How to efficiently annotate your own datasets?


(leon yin) #1

I work in a social science lab and labelling data is always a bottleneck.
Mind you, this is just labeling an initial dataset to validate against crowdsourced labels.

What kind of tools, tricks, or platforms do you use to label data within your institution?

For mutually exclusive images I send annotators a zip file of images and have them drag images into sub-directories for each class. What about for non-mutually exclusive images (IE where one image has more than one label)?

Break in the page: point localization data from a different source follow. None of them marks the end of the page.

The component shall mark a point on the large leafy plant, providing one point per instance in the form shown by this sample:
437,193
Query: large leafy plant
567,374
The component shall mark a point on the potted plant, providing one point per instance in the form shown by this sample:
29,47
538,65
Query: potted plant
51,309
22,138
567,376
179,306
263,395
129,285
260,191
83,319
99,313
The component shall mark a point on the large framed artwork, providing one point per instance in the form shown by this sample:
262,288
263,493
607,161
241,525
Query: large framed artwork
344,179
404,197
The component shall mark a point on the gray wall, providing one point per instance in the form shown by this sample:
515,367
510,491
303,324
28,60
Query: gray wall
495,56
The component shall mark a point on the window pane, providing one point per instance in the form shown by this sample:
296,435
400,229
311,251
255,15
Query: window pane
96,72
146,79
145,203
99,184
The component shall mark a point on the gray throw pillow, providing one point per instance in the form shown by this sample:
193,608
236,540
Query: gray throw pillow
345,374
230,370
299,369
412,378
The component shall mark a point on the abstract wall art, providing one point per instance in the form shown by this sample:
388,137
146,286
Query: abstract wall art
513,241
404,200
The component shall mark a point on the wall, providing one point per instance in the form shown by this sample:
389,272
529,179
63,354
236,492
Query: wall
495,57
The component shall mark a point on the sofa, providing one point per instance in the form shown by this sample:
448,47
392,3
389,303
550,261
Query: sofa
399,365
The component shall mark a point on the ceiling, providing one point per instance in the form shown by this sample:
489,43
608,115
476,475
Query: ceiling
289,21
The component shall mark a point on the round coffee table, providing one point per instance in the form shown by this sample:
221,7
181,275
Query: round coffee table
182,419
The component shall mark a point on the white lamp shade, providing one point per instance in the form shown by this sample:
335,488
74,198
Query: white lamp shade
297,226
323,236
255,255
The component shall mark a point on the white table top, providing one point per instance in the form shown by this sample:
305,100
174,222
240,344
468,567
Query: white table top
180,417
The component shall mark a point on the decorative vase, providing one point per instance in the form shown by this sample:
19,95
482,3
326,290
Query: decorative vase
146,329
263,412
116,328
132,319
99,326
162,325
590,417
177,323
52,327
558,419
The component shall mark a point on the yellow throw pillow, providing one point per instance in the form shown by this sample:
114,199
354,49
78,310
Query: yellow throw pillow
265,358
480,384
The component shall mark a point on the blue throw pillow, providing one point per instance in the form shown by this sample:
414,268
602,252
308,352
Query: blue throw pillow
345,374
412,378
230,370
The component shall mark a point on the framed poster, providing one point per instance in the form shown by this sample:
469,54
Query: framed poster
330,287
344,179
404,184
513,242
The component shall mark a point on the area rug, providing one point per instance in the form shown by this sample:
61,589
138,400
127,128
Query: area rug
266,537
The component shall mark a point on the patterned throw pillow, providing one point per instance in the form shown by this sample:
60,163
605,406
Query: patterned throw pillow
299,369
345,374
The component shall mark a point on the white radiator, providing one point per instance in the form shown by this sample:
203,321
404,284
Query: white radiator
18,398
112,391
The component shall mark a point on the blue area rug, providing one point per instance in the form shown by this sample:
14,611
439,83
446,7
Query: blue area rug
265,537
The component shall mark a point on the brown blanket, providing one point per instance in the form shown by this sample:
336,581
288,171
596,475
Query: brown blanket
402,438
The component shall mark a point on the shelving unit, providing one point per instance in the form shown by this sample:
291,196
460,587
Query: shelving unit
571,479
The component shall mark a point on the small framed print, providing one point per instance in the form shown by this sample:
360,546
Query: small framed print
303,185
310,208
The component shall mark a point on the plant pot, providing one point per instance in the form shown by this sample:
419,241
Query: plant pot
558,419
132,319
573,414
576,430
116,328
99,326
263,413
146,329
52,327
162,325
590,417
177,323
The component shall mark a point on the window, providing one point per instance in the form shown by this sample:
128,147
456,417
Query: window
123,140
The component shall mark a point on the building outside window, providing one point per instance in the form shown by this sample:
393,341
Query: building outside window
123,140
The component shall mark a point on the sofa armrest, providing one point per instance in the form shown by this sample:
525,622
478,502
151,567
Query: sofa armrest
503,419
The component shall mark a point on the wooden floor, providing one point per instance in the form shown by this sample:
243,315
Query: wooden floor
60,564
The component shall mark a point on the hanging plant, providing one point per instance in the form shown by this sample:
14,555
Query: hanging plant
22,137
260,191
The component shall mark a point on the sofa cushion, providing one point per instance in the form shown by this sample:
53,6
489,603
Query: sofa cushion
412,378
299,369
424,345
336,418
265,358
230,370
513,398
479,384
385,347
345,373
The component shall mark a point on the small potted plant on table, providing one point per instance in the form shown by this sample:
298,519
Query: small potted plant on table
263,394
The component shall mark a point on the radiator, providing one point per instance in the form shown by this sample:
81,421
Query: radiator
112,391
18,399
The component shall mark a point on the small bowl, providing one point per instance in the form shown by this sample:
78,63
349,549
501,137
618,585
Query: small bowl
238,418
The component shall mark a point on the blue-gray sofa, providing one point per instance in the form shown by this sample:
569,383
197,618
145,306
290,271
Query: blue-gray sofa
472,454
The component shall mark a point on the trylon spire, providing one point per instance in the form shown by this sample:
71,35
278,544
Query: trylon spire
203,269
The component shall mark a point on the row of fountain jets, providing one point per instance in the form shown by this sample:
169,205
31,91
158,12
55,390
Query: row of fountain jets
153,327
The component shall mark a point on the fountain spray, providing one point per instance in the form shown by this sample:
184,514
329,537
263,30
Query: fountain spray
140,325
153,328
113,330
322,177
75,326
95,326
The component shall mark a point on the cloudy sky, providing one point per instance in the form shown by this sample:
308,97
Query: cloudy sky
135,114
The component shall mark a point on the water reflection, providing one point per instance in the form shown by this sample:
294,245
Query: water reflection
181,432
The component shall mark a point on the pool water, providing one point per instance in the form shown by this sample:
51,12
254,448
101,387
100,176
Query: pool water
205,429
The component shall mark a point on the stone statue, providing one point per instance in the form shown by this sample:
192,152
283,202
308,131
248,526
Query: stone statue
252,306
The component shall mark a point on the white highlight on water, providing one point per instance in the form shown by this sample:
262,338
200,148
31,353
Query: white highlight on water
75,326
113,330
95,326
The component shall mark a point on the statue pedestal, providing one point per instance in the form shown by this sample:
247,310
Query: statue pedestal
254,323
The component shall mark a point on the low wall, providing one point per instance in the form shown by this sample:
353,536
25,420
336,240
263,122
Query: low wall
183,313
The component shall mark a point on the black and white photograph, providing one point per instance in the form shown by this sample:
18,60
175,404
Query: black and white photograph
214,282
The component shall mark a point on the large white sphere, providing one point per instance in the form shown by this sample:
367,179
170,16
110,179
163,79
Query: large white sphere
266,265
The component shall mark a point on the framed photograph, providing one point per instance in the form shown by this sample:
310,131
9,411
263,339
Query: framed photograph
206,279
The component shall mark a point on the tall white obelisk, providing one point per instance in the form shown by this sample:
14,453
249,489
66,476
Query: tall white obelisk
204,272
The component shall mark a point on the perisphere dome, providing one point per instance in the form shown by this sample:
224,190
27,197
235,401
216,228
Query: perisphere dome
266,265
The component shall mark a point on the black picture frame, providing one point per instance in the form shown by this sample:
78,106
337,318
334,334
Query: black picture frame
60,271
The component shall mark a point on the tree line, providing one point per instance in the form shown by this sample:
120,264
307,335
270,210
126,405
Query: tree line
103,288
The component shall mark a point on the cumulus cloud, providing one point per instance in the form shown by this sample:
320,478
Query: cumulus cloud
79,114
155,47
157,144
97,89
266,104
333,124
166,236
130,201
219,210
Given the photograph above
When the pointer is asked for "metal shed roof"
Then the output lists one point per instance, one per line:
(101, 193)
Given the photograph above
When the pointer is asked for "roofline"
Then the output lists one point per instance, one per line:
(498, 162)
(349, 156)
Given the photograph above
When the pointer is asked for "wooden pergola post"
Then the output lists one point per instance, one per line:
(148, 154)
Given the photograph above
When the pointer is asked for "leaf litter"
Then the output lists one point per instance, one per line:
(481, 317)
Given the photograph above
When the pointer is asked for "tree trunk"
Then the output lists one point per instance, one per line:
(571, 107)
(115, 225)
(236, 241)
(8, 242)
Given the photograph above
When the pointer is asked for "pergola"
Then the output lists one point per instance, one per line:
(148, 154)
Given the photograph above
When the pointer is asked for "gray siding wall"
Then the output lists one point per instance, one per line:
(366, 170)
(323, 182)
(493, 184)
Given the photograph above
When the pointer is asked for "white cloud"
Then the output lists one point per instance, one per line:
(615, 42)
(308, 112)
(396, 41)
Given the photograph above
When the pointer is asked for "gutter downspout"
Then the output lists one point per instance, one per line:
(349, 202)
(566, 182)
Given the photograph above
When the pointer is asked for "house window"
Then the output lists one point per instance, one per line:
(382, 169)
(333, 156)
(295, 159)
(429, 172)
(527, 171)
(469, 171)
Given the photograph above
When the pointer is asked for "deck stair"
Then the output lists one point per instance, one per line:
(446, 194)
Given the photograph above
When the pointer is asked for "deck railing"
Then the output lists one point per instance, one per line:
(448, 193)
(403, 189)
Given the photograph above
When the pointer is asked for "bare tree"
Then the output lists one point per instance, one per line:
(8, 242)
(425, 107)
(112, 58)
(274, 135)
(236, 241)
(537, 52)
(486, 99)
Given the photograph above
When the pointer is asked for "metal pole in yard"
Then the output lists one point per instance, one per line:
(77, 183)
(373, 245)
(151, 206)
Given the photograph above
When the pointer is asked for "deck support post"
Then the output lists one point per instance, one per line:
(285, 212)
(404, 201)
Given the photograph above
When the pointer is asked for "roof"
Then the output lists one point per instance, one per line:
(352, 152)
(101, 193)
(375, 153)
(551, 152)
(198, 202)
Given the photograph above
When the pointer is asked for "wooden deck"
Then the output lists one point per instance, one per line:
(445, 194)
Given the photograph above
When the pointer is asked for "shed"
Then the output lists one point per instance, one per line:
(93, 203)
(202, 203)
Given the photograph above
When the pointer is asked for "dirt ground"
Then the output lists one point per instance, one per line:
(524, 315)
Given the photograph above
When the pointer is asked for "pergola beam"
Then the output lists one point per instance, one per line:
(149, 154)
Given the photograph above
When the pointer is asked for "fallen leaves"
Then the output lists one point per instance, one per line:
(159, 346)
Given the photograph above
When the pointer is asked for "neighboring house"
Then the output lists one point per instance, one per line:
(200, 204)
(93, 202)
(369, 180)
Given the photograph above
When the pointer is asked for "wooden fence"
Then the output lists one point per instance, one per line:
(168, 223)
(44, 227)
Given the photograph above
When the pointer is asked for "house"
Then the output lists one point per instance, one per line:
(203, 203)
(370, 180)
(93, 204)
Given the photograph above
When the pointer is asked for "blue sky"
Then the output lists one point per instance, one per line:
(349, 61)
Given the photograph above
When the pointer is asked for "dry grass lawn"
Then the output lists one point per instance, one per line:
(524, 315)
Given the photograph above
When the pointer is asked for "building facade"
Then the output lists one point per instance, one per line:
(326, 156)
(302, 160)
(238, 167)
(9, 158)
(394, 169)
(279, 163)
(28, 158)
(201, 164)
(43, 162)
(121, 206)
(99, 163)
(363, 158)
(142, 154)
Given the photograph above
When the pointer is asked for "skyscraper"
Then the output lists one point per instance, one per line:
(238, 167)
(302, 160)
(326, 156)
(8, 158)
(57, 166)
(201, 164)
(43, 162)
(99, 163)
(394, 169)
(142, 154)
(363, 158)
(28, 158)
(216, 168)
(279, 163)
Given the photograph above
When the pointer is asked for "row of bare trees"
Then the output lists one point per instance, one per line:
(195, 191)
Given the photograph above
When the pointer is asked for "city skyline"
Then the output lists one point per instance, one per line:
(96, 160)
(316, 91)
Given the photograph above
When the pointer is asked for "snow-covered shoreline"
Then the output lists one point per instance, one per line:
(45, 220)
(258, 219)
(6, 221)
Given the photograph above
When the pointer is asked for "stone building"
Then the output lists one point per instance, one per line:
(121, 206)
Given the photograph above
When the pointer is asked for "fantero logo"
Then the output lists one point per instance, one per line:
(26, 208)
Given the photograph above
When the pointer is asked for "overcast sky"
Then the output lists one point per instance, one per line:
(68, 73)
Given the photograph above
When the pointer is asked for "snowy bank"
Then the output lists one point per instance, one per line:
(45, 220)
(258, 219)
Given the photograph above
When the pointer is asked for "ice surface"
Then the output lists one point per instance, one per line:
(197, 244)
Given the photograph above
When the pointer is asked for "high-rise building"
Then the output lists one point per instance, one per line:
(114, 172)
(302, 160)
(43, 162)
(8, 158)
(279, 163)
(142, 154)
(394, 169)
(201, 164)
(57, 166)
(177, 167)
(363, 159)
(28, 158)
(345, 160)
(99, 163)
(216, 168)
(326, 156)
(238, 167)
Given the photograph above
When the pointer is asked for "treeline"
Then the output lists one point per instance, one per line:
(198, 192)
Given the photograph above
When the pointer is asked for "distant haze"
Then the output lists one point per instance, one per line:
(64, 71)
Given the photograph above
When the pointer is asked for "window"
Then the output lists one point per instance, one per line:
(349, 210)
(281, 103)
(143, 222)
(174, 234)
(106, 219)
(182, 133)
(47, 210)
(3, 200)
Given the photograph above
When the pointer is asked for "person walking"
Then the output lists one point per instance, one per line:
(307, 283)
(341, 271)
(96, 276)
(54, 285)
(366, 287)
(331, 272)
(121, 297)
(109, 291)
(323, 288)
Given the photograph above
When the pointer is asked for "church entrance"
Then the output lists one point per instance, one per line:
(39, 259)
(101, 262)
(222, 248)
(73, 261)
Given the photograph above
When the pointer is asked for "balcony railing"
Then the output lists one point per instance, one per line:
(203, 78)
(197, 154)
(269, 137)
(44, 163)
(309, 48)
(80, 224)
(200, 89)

How about for metadata and text?

I hope that the question is clear, but more importantly I hope this thread can serve as a resource for others who need to label datasets without (or before) crowd workers,


(Marc) #2

I have not used this myself, but I have heard people that were very happy with this, although it is not free:

I am in not way affiliated with this, just an option to maybe check out. (especially for nlp stuff it seems) It is by the authors of the spaCy nlp lib.
But seems to be for image annotation as well (but the happy people mentioned above were from the nlp space)


(Kevin Bird) #3

If you don’t mind spending some money, you can get your labeling done through a crowdsourcing site such as Mechanical Turk

Cancel that, this is for the initial dataset. Good question that I will keep looking at.


(Nick) #4

https://github.com/Microsoft/VoTT is ok for images